The latest member of the league of extraordinary recreations to accompany the dinosaurs and other mythical creatures is one of the lions (believed to be one of four) from a temple dedicated to the goddess Ishtar in the ancient city of Nuzi (in Iraq today). The interesting paradox is that ultra modern techniques, including 3D printing tech, are making it possible to explore the past in ever greater detail.
The project – taking place at Harvard’s Semitic Museum – will involve using ancient fragments of the statue, which are thought to be over 3000 years old, together with a similar whole statue, to produce an accurate replica. The original statue had suffered significant damage due to the inevitable hand of time, not to mention Assyrian invasion.
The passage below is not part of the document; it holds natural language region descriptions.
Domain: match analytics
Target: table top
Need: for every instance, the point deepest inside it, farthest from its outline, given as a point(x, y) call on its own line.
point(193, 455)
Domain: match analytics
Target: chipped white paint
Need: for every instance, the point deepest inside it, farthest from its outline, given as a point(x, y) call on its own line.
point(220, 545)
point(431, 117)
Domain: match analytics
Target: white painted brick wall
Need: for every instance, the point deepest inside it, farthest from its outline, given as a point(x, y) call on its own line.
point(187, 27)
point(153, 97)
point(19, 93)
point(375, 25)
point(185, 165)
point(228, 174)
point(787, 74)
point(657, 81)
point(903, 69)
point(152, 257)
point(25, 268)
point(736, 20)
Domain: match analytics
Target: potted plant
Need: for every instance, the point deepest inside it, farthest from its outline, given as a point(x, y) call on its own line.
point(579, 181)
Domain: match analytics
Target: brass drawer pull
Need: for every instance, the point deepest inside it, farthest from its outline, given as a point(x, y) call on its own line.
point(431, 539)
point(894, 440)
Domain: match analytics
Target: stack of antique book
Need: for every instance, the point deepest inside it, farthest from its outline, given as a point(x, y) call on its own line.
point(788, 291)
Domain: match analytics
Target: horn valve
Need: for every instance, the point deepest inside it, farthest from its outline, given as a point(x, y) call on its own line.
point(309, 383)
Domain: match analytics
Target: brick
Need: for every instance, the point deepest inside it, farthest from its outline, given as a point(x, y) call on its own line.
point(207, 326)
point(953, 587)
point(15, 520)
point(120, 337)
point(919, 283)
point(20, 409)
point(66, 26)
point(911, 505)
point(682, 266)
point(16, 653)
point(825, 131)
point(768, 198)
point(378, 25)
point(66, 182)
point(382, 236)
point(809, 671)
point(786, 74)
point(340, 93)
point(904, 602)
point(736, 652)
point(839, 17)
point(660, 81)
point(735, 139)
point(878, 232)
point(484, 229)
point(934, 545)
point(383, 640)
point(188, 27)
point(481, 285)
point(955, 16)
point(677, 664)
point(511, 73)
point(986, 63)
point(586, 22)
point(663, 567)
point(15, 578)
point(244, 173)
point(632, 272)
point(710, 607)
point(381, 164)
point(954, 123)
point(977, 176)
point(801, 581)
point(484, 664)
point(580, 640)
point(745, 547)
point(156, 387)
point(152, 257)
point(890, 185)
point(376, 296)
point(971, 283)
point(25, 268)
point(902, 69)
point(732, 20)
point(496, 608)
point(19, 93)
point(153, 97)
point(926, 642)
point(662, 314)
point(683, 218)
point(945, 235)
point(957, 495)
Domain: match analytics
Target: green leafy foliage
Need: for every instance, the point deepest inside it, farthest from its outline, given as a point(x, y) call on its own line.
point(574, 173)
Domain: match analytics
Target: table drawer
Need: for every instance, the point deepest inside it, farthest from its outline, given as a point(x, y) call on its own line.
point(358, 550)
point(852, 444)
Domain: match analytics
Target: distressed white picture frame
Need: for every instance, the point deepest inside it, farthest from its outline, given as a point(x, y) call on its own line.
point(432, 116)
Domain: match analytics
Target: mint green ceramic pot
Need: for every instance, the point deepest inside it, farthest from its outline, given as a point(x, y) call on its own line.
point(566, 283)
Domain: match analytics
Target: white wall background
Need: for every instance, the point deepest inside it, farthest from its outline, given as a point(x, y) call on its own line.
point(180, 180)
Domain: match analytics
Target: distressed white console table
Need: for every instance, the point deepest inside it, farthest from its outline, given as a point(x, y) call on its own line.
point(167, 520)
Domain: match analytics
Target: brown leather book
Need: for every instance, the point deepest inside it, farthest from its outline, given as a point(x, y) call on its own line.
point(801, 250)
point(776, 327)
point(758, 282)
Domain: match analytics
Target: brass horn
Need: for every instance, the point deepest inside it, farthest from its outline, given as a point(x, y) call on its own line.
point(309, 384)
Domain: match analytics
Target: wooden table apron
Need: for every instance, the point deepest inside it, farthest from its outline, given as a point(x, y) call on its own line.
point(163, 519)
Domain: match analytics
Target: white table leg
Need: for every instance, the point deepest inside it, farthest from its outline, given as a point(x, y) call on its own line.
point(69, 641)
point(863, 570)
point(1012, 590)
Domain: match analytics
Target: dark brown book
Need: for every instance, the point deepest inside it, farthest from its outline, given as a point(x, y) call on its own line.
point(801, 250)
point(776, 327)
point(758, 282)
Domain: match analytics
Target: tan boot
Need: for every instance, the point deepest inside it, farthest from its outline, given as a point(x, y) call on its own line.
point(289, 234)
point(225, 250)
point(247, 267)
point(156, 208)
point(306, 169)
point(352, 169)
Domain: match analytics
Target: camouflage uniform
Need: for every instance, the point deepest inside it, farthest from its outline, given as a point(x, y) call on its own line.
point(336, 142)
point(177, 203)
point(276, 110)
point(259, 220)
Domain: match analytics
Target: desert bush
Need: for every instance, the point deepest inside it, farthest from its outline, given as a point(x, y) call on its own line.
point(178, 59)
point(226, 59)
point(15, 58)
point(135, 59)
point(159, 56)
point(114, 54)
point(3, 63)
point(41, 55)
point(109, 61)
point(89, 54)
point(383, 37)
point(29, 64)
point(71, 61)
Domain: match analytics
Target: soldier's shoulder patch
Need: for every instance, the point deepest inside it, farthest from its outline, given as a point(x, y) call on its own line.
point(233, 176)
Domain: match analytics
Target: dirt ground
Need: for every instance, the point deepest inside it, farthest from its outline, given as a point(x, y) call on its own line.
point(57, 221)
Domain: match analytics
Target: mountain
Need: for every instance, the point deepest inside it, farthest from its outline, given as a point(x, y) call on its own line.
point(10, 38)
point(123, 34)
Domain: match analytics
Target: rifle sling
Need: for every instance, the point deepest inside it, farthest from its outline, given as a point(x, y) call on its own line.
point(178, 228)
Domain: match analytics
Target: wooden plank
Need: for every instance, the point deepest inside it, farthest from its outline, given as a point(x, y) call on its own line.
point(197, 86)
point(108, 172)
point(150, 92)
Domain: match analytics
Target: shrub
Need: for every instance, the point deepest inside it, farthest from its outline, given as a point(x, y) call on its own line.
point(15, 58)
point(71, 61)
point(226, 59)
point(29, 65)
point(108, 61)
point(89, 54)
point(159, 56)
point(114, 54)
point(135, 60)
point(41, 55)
The level of damage can be understood by considering that what the museum initially had in its possession was two pieces of the lion — the front paws and a piece of the back legs — a serious and complicated undertaking for all of the people involved.
The museum’s assistant director Joseph Greene explains the impetus behind all of this: “It’s important to devote our time and attention to objects we have in our collection and to apply the latest techniques, techniques not dreamed of when [the artefacts] were dug up. There’s a continual curiosity: What more can we learn? What hasn’t been tried so far? Can we wring new data from objects that have been in our basement for 80 years?”
By using non-invasive techniques, including overlapping photography and laser scanning, a complete 3D digital image of the statue is being created from a combination of the original fragments and the existing whole statue. This long and pain-staking process will result in a 3D solid model that can subsequently be prepared for 3D printing the missing parts of the statue that will effectively be blended with the original fragments. The results will be curated at the museum on completion.
A similar recreation process could be done to a variety of almost forgotten artefacts hidden in the back rooms of global museums – as long as there is a sufficient amount of imagery of the respective object, it could be brought back to life. Maybe even Venus de Milo will finally get her arms back.